And in one night, I had a piece about 22″ x 30″. I’ll finish it and maybe list it on my Etsy and see what happens. It’s a fun little piece, even if it isn’t my usual colors.

A Rhinoceros in the Garden

So about five minutes before I knew jerry had been laid off this spring, I ordered a HUGE pile of Kona Cottons from Fat Quarter Shop (btw: I asked them to label each one in my “comments” and to my delight they DID. AWESOME.)
So yummy.   

Even more delicious when they arrived. Even though I felt tremendous guilt because of the job situation. I pet them for a long time. And arranged them. 


I daydreamed about them. 

 
And then one Friday night I made a little quiltie from them. 
  

Another night I cut strips off of all of them and started to play with improv circles. I’m not finished with this one yet. 

 
And a few weeks ago, I pulled a small group of fabrics from the collection and decided to try making something, but not having a plan before I started to sew. That had worked so well for A Semma Tree that I wanted to try it again.  
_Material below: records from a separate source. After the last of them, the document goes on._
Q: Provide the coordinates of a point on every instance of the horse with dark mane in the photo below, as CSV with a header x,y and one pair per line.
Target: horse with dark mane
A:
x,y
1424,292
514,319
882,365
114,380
 The first night, this is what I had come up with. Negative space is hard for me, so rather than hack at it and overwork it, I left it on the design wall for the night. 
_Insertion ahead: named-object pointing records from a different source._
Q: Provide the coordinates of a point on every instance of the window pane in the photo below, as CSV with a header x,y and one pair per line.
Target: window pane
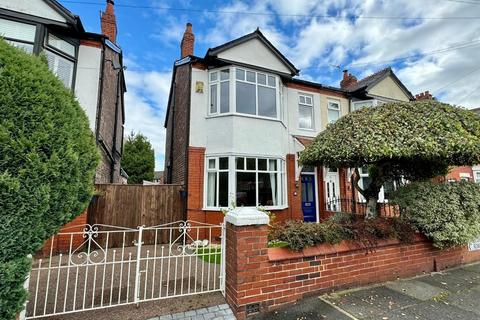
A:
x,y
211,163
245,98
271,81
223,189
305,117
272,165
211,189
251,164
267,189
262,79
267,104
262,164
224,74
61,45
241,74
250,76
213,98
223,163
246,189
17,30
224,96
240,163
333,115
61,67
The next day, I still didn’t like the big chunk of greens, so I chopped them up a bit and added more. 

And then I decided it looked like a rhinoceros hiding in the garden — and it was as large as my cutting mat, so I trimmed it so all the edges were squared up.   
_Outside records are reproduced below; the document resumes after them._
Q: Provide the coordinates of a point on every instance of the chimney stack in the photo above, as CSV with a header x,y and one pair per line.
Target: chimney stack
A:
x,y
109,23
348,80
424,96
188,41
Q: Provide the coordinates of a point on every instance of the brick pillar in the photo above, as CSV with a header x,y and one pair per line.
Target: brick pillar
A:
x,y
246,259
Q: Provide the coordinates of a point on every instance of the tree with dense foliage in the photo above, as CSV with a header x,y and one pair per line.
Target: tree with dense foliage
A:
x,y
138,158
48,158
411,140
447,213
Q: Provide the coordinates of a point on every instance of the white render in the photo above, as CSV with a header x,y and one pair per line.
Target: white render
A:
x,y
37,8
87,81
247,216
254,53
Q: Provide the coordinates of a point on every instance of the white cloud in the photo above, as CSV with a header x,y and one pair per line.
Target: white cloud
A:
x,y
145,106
But I still had all the leftover big chunks from my original pieces that I had pulled , so I decided to play with the idea of having the same basic shape, but in different sizes– scale, unity, repetition. 

Birdie feet. 

 

Lots of birdie feet. This was fun, and appealed to the organized show-your-work mathematician side. 

 

They all hung out together on the design wall.   
 

But then, as birdies are wont to do, the birdie feet decided to get on the rhinoceros. And I covered the huge bothersome chunk of white fabric in the rhinoceros with a piece that had been trimmed off. I like it better. I haven’t inserted it yet but I will. I still haven’t sewn all of this together, but it makes me happy every time I look at it. 

 
 Everyone should have a rhinoceros hiding in their sewing room. Seriously. And birdie feet. Don’t forget the birdie feet. 

Finished: In Need of Repair

I have a habit of cutting off two 2-1/2″ strips of each fabric as it arrives, so that I don’t have the fear-of-cutting-into-it Blank Canvas Syndrome when it comes to treasured fabrics. But this creates another problem… What do I do with all of those fabric strips?

I decided to play. I cut each one into about 10″ sections, and sewed strips together randomly.

Pressing to one side, I used a straight edge to trim about half of each strip off.
  

Then I had lots of strips and small pieces. I sewed more strips together randomly.
  

When I ran out of sewn pairs, I split the remaining stack of pieces and sewed those together randomly.

Eventually, I had two 7-foot strata of 10″ strip-sets. And no plan. Hm….

I decided to cut 1-1/2″ wide strips of the strata and sew them between half-square triangles of my low volume neutral fabrics.

Since I have the attention span of a guppy, then I decided to make half-square triangles of the strata, and attach those to the HST of neutrals.

Kinda fun to play with.

This was cool, but it would have been really small. And not that interesting to look at, other than the color variances.

So then I played with tilting some of the 1-1/2″ stripset pieces into the neutral squares. YES, PLEASE.

 

And then quilting. I wanted the color to pop, so I quilted everything else with more neutral thread.
  

But obviously the outer corners would need more stabilization. And the interior sections were boring, so I traced them — over the other quilting — with purple thread. Much better. And then purple thread in the colors gave it just enough zing. Ella liked it too.

So did Friday, but he was feeling snobby.

 

 

Here it is, oriented properly on the fence outside. I named it “In Need of Repair,” since I made it during Exam Week last May, and it’s how I feel at the end of a long school year.